Yes, the charge current will drop off as the battery becomes nearly charged.

Lithium batteries are charged using a process called constant-current constant voltage

What this means is that the charger will apply only enough voltage to produce the maximum charge current you have selected until such time as that voltage reaches 4.2V per cell (that's 8.4V for a 2S pack, 12.6V for a 3S, etc). It will not increase the voltage beyond this point so, as the battery continues to charge, the current will automatically begin to reduce -- until, when it reaches some pre-determined minimum current (normally less than 100mA), the charger will say "full".

As for the the number of amps it'll suck out of your car battery...

Well think in watts again.

If you're charging at the full 50W that your charger can handle then it will be drawing 50W/13.6V (assuming you have a fully-charged car battery that is putting out 13.6V) which is about 3.7A. That's even if you're charging a 6S pack at 2A -- which is also about 50W.

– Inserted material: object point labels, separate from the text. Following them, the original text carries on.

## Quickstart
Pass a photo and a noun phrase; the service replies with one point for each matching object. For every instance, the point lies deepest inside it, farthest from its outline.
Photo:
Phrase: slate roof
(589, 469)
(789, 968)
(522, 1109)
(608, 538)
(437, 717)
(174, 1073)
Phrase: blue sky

In order to allow you to charge batteries that are a higher voltage than your car battery, the charger includes a voltage boost circuit that converts the 12V of your car battery into as much as 30 or more volts (depending on the charger). However, since it's all about watts, 1A of current at 30V is 30W and 30W at 12V is 2.5A so the charger will draw more current than it appears to put into the battery.

So, to figure out the maximum current your charger will suck from your car, find out how many watts it is and divide by 12. That assumes you're running the charger at full wattage and that your car batter isn't fully charged.

A 50W charger will suck a maximum of around 4A

A 300W charger would suck a max of around 25A

and you can calculate the rest for yourself.